Scaling Rails 3.old

Posted by Michael Groble on Monday, March 13, 2017

We’re not particularly proud that we are still using Rails 3.2, but we are extremely proud of scaling our traffic over the last few years. Our new services are built in Rails 5, but we still have a hefty chunk of functionality in our original Rails 3.x monolith. A rueful “rails 3.old” hits our slack channels as someone stumbles across an issue as they switch back to the monolith. Growing our business, features and team over the last few years has left little time to do a wholesale upgrade of the monolith platform. Here are some tactical things we’ve done to help it keep pace with our growth.

If you are coming from Rails 5, you can add lines like this to your migration and expect helpful things to result.

add_index :redeliveries, :parent_order_id, algorithm: :concurrently
t.references :order, index: true
t.references :admin, null: false, foreign_key: :user

These in fact are all examples from our monolith code base and none of them do what they intend to. Rails 3 doesn’t support the algorithm, index and foreign_key options and silently ignores them. At our current scale, locking a table to add an index, or forgetting to add a foreign key constraint or index in the first place can cause outages so we’ve added some safety nets.

Gems like zero_downtime_migrations and strong_migrations look to help catch certain problems, but don’t ultimately do the job. They will accept an algorithm: :concurrently annotation, for example, even though the generated SQL command does not create the index concurrently.

We use both immigrant and lol_dba to keep on top of our migrations. Immigrant is robust enough to integrate into our Continuous Integration system and fail the build when foreign keys are missing. But lol_dba generates too many false positives so we check foreign keys like immigrant does and fail the build when our foreign keys aren’t indexed.

Database

Our database design has been performant for core use cases from the very beginning, but we’ve had to introduce three particular technologies to maintain performance as we’ve scaled.

We’ve introduced pgbouncer to reduce connections to our database as we’ve horizontally scaled our application servers. We use activerecord_autoreplica to distribute read queries to replicas. And finally we use monitoring, rack timeouts and aggressive statement timeouts to catch and kill long-running queries.
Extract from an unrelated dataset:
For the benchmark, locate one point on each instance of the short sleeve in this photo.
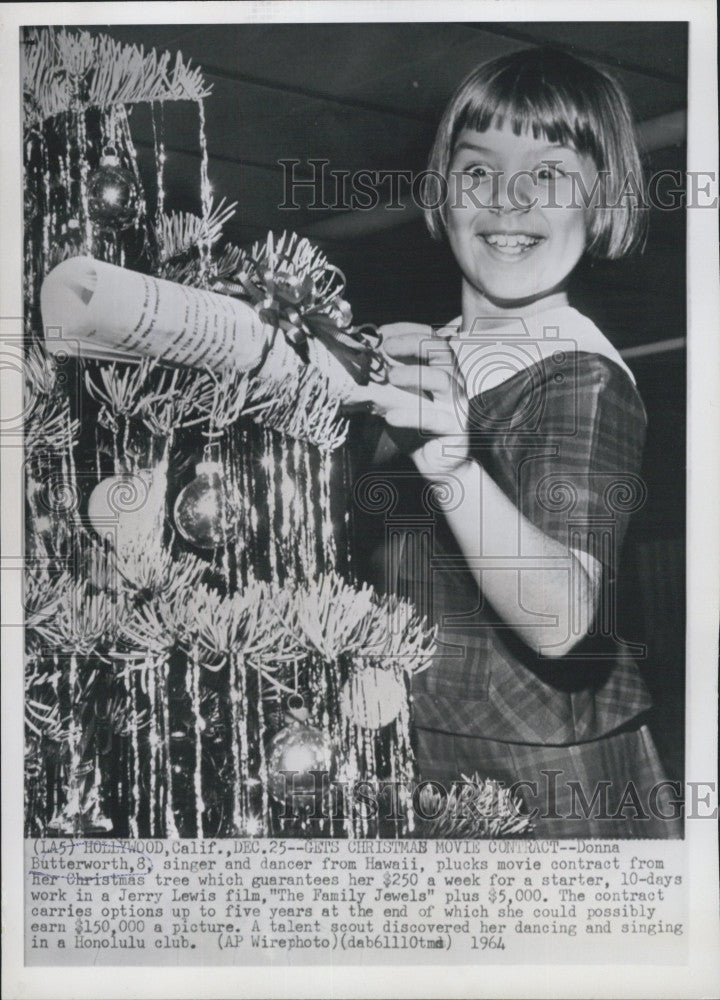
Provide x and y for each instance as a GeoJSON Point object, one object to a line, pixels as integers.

For pgbouncer, our fork of the buildpack introduces a number of small improvements

  • robustly parses the database URL, unescaping it correctly and ignoring extraneous parameters (such as ?pool=5 which is really a parameter for the ActiveRecord adapter, not pgbouncer)
  • reports pgbouncer stats to DataDog
  • forces stunnel to resolve DNS at connection time so it gracefully handles database failover scenarios

In the beginning, our operational database also drove our reporting and invoicing functionality which led to some lengthy web requests and database statements. Adding both statement and request timeouts have helped us identify and fix those problem areas. Our fork of activerecord_autoreplica mainly improves robustness in connection cleanup to handle both these timeouts and database failover scenarios.

Finally, we’ve also had to patch Rails itself to get the most out of the autoreplica gem. The short summary is that pluck statements were never going to replicas, only to the master because ActiveRecord in Rails 3 generates an exec_query statement for a pluck. The autoreplica gem will only send a command to a replica if it starts with select_ so this patch does that.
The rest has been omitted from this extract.